ETH liegt jetzt etwa bei 1913, ich habe den ganzen Tag geschliffen, aber kaum Bewegung.

Zuerst zur Seite, die tendenziell mehr Zustimmung hat. Die Stimmung ist tatsächlich heiß: Spot-ETFs verzeichnen weiterhin fünf Wochen in Folge Nettomittelzuflüsse, die KOL-Stimmung ist schnell auf 7 Punkte „eher bullisch“ gesprungen, und auch die Wale rufen zum „Akkumulieren“ auf.
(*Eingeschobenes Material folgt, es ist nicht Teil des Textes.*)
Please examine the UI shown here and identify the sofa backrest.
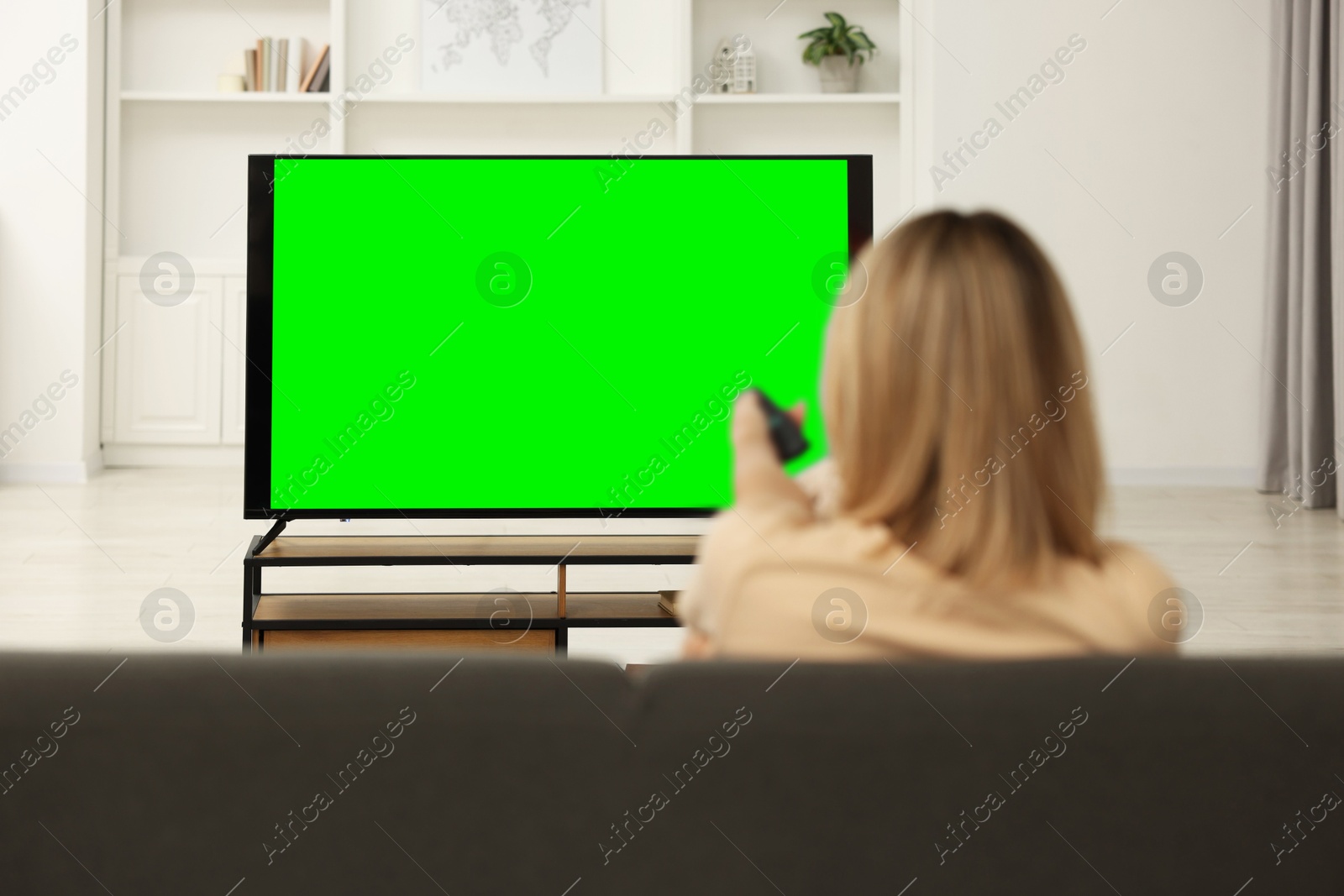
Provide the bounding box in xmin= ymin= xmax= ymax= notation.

Auf der Terminseite wurden die Positionen um einen weiteren Punkt erhöht; aktive Kauforders machen über 60 % aus. Kurzfristige Longs haben noch nicht aufgegeben.

Das Problem ist jedoch: Der Preis kauft das nicht ab. Diese Woche ist es von 1827 aus zwar deutlich hochgegangen und hat einiges abgefedert, aber sobald es Richtung 1943 geht, geht die Kraft aus. In den letzten Tagen pendelt es die ganze Zeit um 1900–1925. Besonders auffällig: Große Spot-Orders werden abgezogen. In den letzten drei Stunden gab es einen spürbaren Nettoabfluss; bei 12 Kerzen gab es nicht eine einzige positive Kerze — alles im Minus. Das Handelsvolumen ist zudem auf unter die Hälfte des Durchschnittsvolumens gefallen. Mit dieser Menge lässt sich kein echter Ausbruch tragen.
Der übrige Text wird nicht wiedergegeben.